Scientific classification
- Kingdom: Animalia
- Phylum: Chordata
- Class: Aves
- Order: Passeriformes
- Family: Muscicapidae
- Genus: Copsychus
- Species: C. pyrropygus
- Binomial name: Copsychus pyrropygus (Lesson, 1839)
- Synonyms: Trichixos pyrropyga Lesson, 1839 [orth. error]; Copsychus pyrropyga;

= Rufous-tailed shama =

- Genus: Copsychus
- Species: pyrropygus
- Authority: (Lesson, 1839)
- Conservation status: NT
- Synonyms: Trichixos pyrropyga Lesson, 1839 [orth. error], Copsychus pyrropyga

Species of bird

The rufous-tailed shama (Copsychus pyrropygus) is a species of passerine bird in the Old World flycatcher family Muscicapidae.

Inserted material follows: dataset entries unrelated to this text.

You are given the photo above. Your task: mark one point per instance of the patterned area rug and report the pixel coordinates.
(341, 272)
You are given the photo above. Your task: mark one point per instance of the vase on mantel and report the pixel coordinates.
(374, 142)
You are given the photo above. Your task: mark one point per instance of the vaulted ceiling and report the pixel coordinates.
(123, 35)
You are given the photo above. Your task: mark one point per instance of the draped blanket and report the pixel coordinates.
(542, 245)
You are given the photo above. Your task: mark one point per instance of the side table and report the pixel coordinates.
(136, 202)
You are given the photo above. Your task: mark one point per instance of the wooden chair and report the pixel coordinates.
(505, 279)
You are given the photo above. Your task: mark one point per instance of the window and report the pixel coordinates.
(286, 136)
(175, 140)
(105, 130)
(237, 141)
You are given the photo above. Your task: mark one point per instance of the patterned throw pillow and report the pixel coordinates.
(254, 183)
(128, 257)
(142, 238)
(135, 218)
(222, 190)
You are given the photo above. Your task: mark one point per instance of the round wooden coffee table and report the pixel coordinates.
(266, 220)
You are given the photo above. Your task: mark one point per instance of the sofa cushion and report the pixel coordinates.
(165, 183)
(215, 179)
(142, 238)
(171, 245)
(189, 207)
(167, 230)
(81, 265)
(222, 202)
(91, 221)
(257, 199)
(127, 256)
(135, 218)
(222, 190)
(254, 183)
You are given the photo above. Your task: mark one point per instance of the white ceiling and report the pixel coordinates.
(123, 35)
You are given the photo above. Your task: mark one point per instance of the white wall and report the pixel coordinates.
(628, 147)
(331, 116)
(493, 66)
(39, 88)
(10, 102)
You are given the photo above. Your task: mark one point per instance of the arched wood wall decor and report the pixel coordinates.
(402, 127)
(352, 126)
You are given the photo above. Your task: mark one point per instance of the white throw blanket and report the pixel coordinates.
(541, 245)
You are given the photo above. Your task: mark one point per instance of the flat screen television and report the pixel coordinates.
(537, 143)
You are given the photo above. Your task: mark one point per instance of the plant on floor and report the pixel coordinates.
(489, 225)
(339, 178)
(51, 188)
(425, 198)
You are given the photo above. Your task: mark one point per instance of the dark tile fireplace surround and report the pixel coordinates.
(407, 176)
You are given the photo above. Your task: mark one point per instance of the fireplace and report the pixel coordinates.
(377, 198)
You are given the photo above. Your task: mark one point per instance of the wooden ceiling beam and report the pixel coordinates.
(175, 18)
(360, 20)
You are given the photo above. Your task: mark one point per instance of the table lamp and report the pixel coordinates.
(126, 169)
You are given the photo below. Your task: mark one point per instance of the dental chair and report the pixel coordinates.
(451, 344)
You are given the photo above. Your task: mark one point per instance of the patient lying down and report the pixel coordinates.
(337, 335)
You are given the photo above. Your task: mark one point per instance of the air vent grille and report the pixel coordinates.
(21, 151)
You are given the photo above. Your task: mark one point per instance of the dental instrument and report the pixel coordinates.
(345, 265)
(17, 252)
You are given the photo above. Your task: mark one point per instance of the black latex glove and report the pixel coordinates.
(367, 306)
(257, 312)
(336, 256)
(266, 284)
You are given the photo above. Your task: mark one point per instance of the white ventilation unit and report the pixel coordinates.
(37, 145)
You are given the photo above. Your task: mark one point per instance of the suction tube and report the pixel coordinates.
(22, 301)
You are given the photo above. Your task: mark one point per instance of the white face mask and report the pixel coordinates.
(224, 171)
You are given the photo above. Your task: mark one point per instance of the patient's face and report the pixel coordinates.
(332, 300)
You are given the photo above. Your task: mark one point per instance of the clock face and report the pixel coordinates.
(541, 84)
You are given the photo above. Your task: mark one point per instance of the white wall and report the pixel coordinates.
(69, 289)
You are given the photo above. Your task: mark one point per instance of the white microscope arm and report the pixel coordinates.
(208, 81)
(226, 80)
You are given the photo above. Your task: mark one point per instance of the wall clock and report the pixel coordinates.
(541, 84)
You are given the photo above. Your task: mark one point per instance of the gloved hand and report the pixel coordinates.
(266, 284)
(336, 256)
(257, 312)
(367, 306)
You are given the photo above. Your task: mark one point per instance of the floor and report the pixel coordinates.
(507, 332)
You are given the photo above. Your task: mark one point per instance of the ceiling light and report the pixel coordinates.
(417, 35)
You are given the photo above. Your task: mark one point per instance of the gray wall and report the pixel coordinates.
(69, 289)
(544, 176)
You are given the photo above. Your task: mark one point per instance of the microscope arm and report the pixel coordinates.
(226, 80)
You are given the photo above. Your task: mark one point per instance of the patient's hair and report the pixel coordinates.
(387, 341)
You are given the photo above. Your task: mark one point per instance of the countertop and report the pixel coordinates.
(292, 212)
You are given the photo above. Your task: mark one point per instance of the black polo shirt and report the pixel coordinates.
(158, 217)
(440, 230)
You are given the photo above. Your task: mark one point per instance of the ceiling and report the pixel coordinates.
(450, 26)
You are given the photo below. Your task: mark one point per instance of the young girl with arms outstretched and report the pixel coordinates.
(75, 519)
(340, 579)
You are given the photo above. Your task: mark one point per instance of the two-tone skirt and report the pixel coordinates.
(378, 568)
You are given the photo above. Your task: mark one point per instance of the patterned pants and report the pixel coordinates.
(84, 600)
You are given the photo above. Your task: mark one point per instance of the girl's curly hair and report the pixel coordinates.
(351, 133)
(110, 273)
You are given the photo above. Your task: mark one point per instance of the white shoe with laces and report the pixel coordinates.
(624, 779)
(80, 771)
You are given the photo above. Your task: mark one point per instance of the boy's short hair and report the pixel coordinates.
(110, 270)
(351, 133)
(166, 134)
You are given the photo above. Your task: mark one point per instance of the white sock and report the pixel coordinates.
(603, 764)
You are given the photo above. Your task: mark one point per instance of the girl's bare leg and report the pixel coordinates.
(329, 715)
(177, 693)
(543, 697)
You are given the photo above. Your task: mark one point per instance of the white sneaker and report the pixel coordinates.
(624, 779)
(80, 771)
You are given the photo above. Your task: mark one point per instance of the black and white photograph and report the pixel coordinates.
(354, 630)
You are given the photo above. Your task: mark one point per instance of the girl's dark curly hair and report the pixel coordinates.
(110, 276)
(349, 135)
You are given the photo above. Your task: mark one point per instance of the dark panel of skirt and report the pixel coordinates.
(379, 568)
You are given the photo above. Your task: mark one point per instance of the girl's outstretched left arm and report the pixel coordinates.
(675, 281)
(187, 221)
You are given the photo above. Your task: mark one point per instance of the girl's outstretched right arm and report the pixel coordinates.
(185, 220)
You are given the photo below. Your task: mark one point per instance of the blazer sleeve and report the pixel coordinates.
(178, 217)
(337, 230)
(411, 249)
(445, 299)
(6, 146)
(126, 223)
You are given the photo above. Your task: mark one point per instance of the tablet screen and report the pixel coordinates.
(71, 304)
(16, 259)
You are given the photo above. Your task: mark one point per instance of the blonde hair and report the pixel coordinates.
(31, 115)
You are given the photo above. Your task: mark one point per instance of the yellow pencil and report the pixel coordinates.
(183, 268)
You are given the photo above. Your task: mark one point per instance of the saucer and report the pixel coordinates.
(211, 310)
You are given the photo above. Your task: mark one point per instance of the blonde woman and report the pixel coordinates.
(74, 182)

It is found in extreme southern Thailand, Malaysia, Sumatra, and Borneo, where its natural habitats are subtropical or tropical moist lowland forests and subtropical or tropical swamps. It is threatened by habitat loss.

This species was formerly placed in the monotypic genus Trichixos but was moved to Copsychus based on the results of a molecular phylogenetic study published in 2010.